Женя притихла в ожидании решения отца. Только мельком, но с большой благодарностью она искоса глянула на Егора.
– Евгения и двух дней не пробыла в общине, а ты её снова в конвой? – отец говорил рассудительно, хотя ответ его всё равно звучал странно. Он был готов отправить родную дочь через горы в неизведанные восточные земли, но беспокоился из-за поездки до ближнего кладбища. Женя ещё больше смутилась, когда отец, заметив их удивление, неожиданно разрешил.
– Благословляю. Но поедите не одни, а под охраной Василия. Волкодавы теперь присматривают за Евгенией всегда. Заодно друг к другу привыкните и поближе сойдётесь.
– Спаси Бог, отче, – не удержалась Женя и поблагодарила. Он улыбнулся, хотя взгляд его оставался встревоженным.
– Дашутка в сознание пришла? – переменил тему он.
– Нет. Медики обещают, что с ней всё будет в порядке, – ответила Женя. – Сон этот… а, впрочем, со дня на день очнётся, тогда и увидим. Сейчас с ней Тамара.
– Хорошо. Тоже ступайте, вам самое трудное послушание нести.
Женя поклонилась отцу и быстро вышла за дверь, за ней вышел Егор. С первых шагов в коридоре её повело, она сильно качнулась.
– Ух ты ж! – скорее поддержал её дядя. – Ты как?

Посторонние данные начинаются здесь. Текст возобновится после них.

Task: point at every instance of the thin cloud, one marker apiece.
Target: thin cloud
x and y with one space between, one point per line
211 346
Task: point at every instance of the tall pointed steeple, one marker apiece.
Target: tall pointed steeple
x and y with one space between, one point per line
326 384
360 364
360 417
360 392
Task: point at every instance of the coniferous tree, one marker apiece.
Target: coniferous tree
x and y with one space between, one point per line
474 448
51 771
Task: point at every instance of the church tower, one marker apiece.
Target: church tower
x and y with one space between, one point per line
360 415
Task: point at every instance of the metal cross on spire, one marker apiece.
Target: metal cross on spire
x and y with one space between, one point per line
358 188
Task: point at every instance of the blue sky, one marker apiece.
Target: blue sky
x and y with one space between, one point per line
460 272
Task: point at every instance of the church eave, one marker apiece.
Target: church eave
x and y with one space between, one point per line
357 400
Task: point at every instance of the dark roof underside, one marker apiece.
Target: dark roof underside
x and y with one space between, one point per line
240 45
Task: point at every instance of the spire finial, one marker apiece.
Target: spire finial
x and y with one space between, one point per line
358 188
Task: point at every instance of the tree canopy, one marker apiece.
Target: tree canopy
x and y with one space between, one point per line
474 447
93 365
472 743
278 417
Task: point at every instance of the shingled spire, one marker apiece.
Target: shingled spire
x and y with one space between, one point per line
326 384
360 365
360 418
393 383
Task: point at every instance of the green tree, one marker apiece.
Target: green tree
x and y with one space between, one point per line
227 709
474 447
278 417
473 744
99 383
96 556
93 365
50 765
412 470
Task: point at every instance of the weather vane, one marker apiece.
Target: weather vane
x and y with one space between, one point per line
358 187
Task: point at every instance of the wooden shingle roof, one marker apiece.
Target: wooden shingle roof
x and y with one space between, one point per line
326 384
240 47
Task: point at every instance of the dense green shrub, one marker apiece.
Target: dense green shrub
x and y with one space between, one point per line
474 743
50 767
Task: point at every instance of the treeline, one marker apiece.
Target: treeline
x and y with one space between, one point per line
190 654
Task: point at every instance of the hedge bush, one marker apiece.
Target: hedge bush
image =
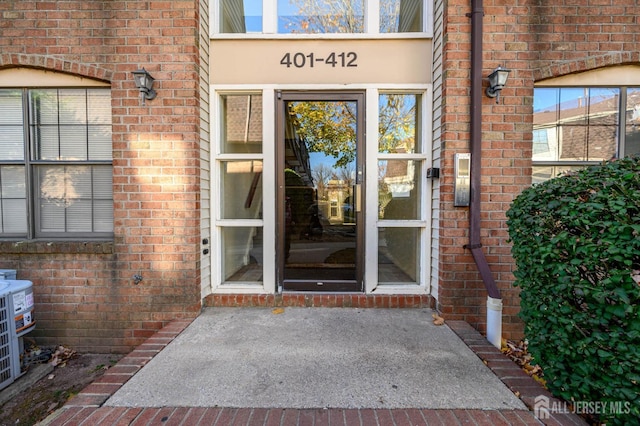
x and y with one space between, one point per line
576 244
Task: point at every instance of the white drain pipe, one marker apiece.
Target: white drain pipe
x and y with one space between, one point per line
494 321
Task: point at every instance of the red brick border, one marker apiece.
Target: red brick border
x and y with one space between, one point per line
510 374
325 300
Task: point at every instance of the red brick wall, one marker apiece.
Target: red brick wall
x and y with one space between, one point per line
536 40
84 292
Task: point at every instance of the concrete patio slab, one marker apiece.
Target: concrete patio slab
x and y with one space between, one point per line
316 358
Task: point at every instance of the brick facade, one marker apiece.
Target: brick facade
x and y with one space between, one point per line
536 40
85 294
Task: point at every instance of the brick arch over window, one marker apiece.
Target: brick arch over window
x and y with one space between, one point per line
55 64
586 64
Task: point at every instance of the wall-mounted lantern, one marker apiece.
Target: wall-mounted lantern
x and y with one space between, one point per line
497 81
144 82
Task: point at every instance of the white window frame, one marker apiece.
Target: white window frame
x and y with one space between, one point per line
270 23
268 222
32 165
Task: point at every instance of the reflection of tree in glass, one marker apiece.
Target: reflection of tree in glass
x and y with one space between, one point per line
326 16
397 123
327 127
321 174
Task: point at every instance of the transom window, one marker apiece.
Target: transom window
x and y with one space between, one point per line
55 163
578 126
320 16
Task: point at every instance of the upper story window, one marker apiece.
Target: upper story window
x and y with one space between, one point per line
578 126
55 163
321 16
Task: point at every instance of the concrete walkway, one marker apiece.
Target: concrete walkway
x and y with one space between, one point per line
311 366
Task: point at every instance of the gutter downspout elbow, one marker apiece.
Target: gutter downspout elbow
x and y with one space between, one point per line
494 300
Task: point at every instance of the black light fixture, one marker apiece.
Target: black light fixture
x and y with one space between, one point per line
497 81
144 82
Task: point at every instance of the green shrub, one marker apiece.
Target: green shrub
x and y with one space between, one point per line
576 244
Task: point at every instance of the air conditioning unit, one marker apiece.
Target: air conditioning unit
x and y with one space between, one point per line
16 320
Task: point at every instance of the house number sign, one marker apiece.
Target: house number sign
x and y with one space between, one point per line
310 60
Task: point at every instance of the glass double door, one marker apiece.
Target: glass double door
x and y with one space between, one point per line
320 197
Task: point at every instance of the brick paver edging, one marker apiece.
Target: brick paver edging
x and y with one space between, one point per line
86 407
521 384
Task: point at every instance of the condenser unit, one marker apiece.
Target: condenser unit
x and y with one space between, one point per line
7 356
16 320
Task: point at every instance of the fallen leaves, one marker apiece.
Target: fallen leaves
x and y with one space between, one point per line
518 353
61 356
437 319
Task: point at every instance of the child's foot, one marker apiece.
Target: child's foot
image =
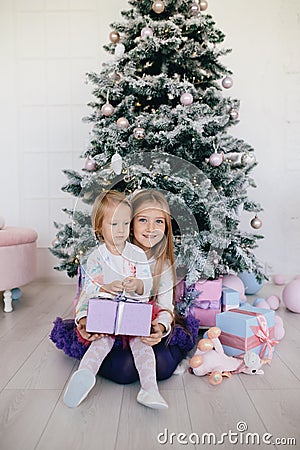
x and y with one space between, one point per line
80 384
151 399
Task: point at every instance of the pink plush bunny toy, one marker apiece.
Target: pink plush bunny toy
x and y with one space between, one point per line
211 359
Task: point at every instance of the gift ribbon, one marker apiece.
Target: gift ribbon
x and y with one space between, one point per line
207 304
262 334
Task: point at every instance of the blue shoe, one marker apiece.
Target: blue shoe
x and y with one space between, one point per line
80 384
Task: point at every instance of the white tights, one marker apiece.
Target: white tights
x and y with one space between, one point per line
143 356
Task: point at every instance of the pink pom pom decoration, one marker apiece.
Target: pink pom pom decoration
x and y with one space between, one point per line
262 304
273 301
291 296
234 282
279 279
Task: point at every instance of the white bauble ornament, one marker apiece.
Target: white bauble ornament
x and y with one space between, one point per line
119 51
2 222
256 223
146 32
116 163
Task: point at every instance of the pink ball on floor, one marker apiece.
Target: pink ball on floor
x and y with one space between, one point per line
273 301
291 296
279 279
234 282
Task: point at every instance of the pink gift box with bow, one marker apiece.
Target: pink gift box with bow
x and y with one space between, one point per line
131 318
247 328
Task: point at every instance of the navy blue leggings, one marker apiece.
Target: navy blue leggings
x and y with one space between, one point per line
118 366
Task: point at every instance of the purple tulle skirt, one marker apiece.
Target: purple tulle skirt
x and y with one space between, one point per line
66 339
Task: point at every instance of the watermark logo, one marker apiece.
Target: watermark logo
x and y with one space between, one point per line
240 436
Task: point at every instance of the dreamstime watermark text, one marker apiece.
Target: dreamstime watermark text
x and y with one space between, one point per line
240 436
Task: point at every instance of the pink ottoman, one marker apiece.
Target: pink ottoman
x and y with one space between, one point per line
17 260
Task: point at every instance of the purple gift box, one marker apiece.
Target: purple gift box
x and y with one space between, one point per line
247 328
108 316
206 312
230 299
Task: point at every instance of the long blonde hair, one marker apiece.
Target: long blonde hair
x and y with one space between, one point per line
163 252
101 205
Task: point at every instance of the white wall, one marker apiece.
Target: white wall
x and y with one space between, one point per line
46 46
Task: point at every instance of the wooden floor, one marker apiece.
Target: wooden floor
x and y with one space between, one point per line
34 373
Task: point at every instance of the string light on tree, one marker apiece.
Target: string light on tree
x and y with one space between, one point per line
90 164
203 5
194 9
227 82
107 109
186 99
117 163
234 114
114 37
139 133
146 32
256 223
158 6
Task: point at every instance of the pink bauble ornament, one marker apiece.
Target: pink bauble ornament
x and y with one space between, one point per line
216 159
123 123
194 9
291 296
278 279
227 82
203 5
234 282
273 301
139 133
90 164
158 6
107 109
114 37
234 114
146 32
256 223
186 99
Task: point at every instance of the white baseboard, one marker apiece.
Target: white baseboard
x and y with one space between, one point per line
45 271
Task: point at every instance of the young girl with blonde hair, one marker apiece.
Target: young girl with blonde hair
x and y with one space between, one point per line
115 266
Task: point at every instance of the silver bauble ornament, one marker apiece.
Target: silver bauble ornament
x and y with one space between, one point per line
227 82
116 163
123 123
139 133
256 223
216 159
107 109
158 6
146 32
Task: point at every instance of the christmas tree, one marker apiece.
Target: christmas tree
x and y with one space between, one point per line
160 120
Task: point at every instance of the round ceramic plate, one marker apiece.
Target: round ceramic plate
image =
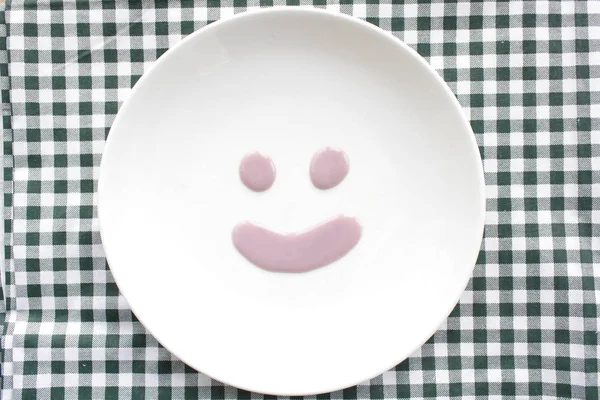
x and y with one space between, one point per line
287 83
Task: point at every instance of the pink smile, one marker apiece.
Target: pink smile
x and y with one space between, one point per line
297 252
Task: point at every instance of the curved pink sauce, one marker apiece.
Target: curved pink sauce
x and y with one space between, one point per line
301 252
328 168
257 172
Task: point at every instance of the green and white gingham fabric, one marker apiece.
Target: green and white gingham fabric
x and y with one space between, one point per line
528 76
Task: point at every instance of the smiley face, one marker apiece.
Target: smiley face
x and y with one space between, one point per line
304 251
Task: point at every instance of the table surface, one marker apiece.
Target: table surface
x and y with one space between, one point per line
527 75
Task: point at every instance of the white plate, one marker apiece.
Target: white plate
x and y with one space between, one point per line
286 83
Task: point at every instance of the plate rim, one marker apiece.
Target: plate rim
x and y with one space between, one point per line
384 35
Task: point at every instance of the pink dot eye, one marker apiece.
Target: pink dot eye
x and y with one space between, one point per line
328 168
257 172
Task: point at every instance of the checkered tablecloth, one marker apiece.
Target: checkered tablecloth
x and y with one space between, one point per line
528 76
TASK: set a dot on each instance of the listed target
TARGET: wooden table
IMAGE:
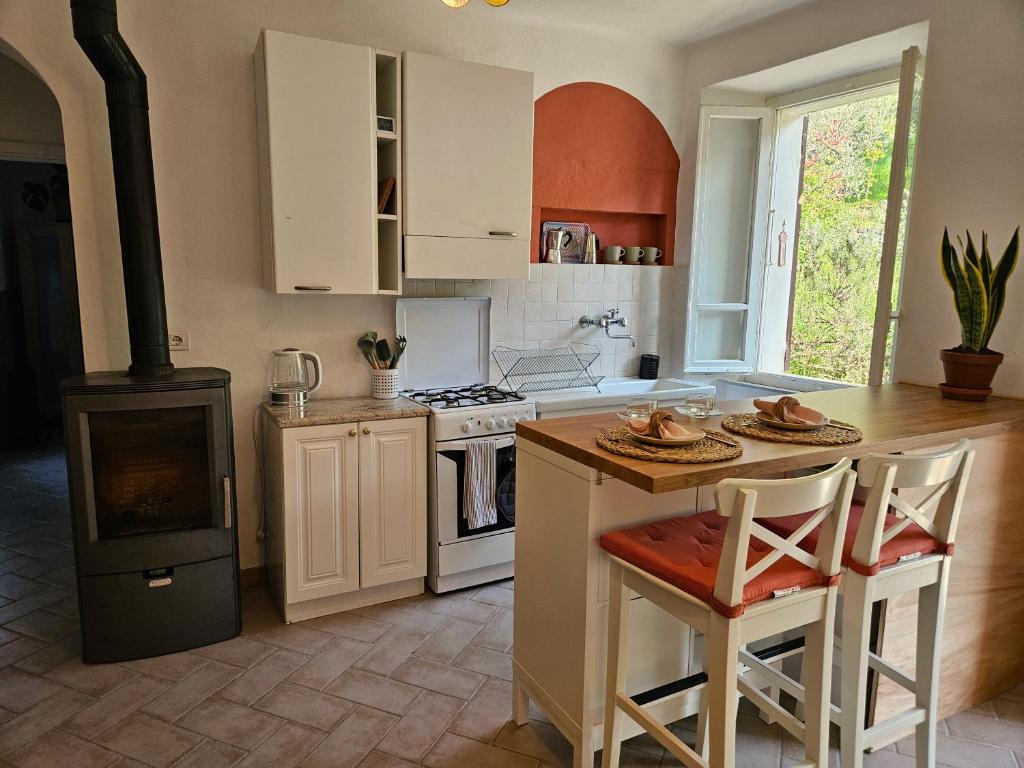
(569, 491)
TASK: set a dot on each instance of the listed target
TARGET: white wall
(970, 165)
(30, 120)
(198, 57)
(545, 310)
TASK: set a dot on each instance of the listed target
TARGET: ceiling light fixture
(464, 3)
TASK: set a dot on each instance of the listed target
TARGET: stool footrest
(784, 648)
(670, 689)
(883, 732)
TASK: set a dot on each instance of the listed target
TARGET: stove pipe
(95, 26)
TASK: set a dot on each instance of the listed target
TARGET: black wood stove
(150, 454)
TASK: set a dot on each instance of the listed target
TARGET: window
(799, 220)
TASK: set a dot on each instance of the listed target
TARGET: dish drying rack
(548, 368)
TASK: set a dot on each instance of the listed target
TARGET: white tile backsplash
(545, 310)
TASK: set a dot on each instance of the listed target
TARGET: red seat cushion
(685, 552)
(911, 540)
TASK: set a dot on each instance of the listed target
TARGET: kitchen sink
(614, 392)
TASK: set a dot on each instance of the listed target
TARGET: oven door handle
(461, 444)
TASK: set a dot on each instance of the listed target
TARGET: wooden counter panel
(893, 417)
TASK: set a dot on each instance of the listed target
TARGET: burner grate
(476, 394)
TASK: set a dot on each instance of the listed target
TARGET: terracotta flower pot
(969, 375)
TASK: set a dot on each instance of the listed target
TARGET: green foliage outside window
(846, 182)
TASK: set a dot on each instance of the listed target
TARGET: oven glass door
(451, 465)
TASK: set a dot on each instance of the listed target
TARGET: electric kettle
(288, 377)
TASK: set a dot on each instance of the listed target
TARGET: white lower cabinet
(324, 527)
(346, 514)
(392, 501)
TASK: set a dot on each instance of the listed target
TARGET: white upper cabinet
(468, 168)
(317, 140)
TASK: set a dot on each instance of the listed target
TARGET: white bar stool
(727, 576)
(892, 546)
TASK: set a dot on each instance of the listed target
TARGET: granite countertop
(343, 411)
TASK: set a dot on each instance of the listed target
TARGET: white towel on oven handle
(480, 484)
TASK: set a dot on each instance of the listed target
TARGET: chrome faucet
(606, 321)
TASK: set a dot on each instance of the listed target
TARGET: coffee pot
(289, 377)
(555, 241)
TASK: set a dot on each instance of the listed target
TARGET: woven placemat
(620, 440)
(749, 426)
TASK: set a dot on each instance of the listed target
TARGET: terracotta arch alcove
(602, 158)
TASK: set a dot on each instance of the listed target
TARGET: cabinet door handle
(227, 502)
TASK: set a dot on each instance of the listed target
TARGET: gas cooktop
(477, 394)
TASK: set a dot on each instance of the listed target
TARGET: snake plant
(979, 288)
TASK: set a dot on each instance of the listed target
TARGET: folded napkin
(479, 484)
(790, 411)
(662, 424)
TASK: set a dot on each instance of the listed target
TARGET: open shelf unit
(387, 163)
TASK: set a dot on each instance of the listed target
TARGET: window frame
(905, 78)
(759, 227)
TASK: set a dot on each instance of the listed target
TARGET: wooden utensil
(367, 345)
(383, 350)
(399, 347)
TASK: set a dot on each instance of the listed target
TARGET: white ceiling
(665, 20)
(863, 55)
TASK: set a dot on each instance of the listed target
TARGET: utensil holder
(384, 384)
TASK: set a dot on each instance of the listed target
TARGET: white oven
(450, 466)
(446, 368)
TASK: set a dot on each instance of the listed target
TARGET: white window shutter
(729, 231)
(887, 307)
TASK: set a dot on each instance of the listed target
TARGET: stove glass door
(451, 466)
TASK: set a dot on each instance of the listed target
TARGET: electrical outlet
(179, 341)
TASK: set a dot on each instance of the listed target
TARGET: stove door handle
(227, 502)
(500, 442)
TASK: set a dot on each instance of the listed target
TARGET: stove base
(441, 584)
(148, 613)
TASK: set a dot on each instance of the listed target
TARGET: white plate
(776, 424)
(697, 435)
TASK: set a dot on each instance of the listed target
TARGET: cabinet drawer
(457, 258)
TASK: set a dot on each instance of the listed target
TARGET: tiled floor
(423, 681)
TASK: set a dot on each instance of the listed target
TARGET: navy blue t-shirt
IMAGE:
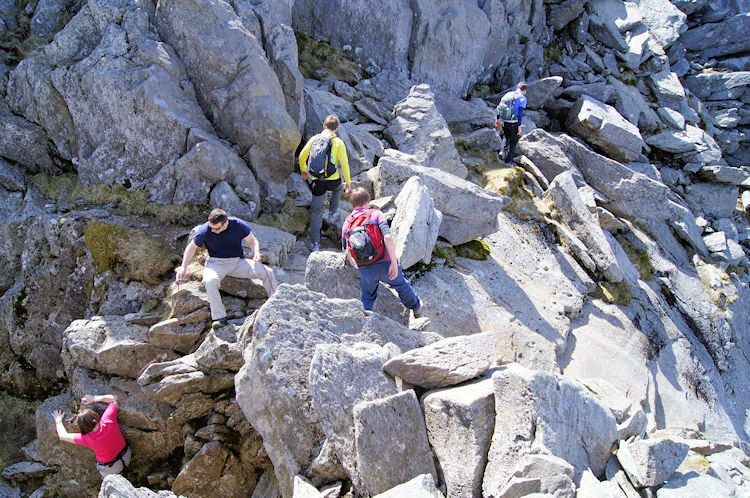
(227, 244)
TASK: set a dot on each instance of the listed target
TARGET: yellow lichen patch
(717, 283)
(509, 182)
(68, 188)
(318, 59)
(474, 249)
(130, 254)
(618, 293)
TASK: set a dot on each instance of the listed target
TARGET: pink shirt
(106, 440)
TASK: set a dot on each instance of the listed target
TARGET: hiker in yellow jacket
(323, 162)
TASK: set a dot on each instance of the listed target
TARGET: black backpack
(319, 162)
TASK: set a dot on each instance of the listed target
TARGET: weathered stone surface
(667, 89)
(632, 105)
(342, 376)
(445, 363)
(422, 486)
(573, 211)
(718, 38)
(713, 85)
(303, 488)
(629, 194)
(286, 332)
(116, 486)
(391, 442)
(610, 396)
(26, 143)
(52, 451)
(48, 286)
(464, 115)
(605, 30)
(468, 210)
(695, 485)
(460, 422)
(238, 89)
(725, 174)
(591, 487)
(172, 387)
(602, 126)
(116, 132)
(275, 244)
(716, 242)
(417, 128)
(650, 462)
(416, 225)
(224, 197)
(558, 414)
(665, 21)
(109, 345)
(220, 350)
(23, 471)
(713, 199)
(213, 471)
(545, 474)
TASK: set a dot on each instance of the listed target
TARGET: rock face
(416, 40)
(445, 363)
(603, 127)
(416, 224)
(468, 211)
(573, 211)
(341, 377)
(242, 70)
(276, 355)
(460, 422)
(419, 129)
(604, 332)
(554, 418)
(391, 442)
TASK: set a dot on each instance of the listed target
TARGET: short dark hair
(331, 123)
(359, 197)
(217, 216)
(87, 420)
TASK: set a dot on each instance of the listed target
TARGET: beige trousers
(218, 268)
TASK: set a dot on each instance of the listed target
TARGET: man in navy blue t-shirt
(222, 236)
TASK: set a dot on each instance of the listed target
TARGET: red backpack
(363, 237)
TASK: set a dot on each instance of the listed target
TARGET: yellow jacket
(338, 156)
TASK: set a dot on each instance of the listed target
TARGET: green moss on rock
(318, 59)
(130, 254)
(474, 249)
(68, 188)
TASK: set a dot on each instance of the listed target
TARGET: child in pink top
(101, 434)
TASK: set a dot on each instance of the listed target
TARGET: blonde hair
(331, 123)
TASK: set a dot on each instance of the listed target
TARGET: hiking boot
(418, 310)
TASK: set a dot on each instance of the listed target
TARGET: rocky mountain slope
(587, 323)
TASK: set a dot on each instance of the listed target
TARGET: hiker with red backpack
(368, 244)
(324, 161)
(509, 115)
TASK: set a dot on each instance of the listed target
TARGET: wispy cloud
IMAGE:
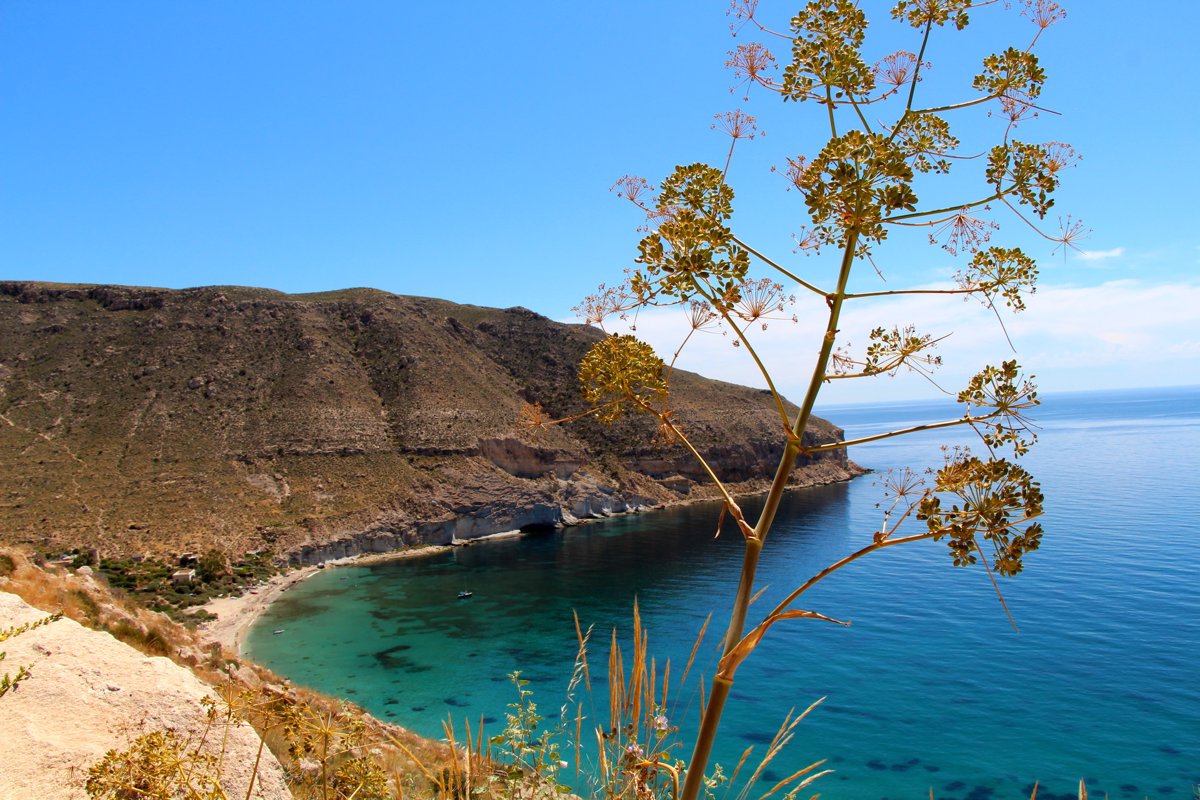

Его голос отозвался резким звоном в ушах. Опёршись о стену, Женя скорее добралась до туалета, ввалилась внутрь и закрыла дверь. До кабинки она дойти не успела и согнулась над раковиной, её обильно стошнило тёмными сгустками.
– Женя! – забарабанил по двери Егор. – Ты в порядке? Женька!
– Ни кричи, Егор, людей перепугаешь, или отче услышит, – отдышалась она. По раковине растекался кровавый след. Женя вытерла дрожащими пальцами губы. Остатки ужасны, но после рвоты ей полегчало: ни рези в желудке, ни головокружения, от живота по всему телу расходилось тепло, совсем не похоже на внутреннее кровотечение.
– Это после каравана? Что с тобой сделали? – спросил Егор из-за двери вполголоса, чтобы не слишком шуметь в коридоре. – Может быть позвать Серафима?
– Нет, не надо.
Женя опёрлась руками о раковину и смотрела на себя в надтреснутое зеркало. Прядь мокрых золотистых волос прилипла ко лбу, губы горели, но всё-таки на лицо возвращался румянец. Она нарочно открыла кран, чтобы скрыть за шумом воды дрожание в голосе.